The end of Saturday delivery by the post office won’t affect Marcy. She still gets her mail delivered here to our house, along with that of her undergrad roommate Susan, who’s from Kenya and so aerated that she doesn’t even have an address of her own; she travels for her job and lives in hotels. The boyfriend, whom we adore, uses our house as a drop for all the merchandise he buys online, since it’s more likely Doug and I will be at home to greet the UPS man than that he and Marcy will. When Marcy orders a month’s worth of the pouches of Indian food that she eats for lunch at work every day, she has those delivered here, too. I gather up all this stuff every so often and haul it in to work, then drop it off in West Philly. Hey, I don’t mind. It’s not like I have a Roomba to let loose or anything.
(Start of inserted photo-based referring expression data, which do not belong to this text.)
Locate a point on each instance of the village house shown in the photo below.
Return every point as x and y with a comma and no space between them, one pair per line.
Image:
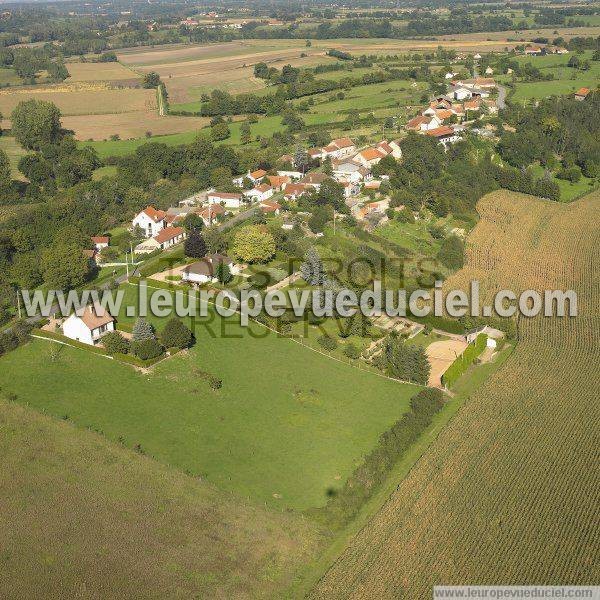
167,237
369,157
150,220
340,148
293,191
100,241
314,179
204,270
444,135
315,154
293,175
582,94
228,199
209,213
259,193
392,148
348,170
278,182
88,324
533,51
270,207
423,123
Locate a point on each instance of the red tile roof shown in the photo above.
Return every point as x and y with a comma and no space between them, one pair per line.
168,233
442,131
155,215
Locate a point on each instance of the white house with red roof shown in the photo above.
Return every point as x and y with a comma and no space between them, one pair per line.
270,207
209,213
423,123
444,135
100,241
369,157
150,220
228,199
259,193
88,324
167,237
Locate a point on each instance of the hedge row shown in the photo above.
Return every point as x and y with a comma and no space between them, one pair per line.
464,361
343,505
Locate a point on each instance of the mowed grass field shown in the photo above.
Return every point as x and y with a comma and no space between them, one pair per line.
265,127
92,71
566,80
83,517
509,491
288,425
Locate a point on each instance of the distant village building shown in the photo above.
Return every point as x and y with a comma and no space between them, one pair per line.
150,220
204,270
228,199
But to get back to Alan D. Mutter and his concerns about print journalism, Marcy doesn’t get a daily newspaper delivered. Like most GenLighters, she gets her news via the Internet. This may explain why she recently asked, in all seriousness, whether elves are real. (“Well, dwarves are,” she said in self-defense.) She doesn’t subscribe to any magazines, not even the ones I write for. She knows if I write anything about her, I’ll send along a link. I’ve watched in envy as over the years, the handbags she carries have waned in size, even as mine grew larger. These days, she’s pretty much down to her iPhone with a rubber band around it to hold her cash and credit card (on my account, of course). I just found this nifty gadget that’s designed to do the job better than the rubber band. I’m definitely buying one for her, in Jungle Green and Wisteria Purple. Or maybe Froly Pink.

I think she cleans her bathroom, though I do generally wipe up a bit when I visit. This “Generation Light” thing extends straight through to housekeeping. Some days I feel weighted down by the burden of being the repository of Marcy’s past. And her boyfriend’s. Not to mention Susan. But then I remind myself: She ain’t heavy; she’s my daughter. I am the wind beneath her wings.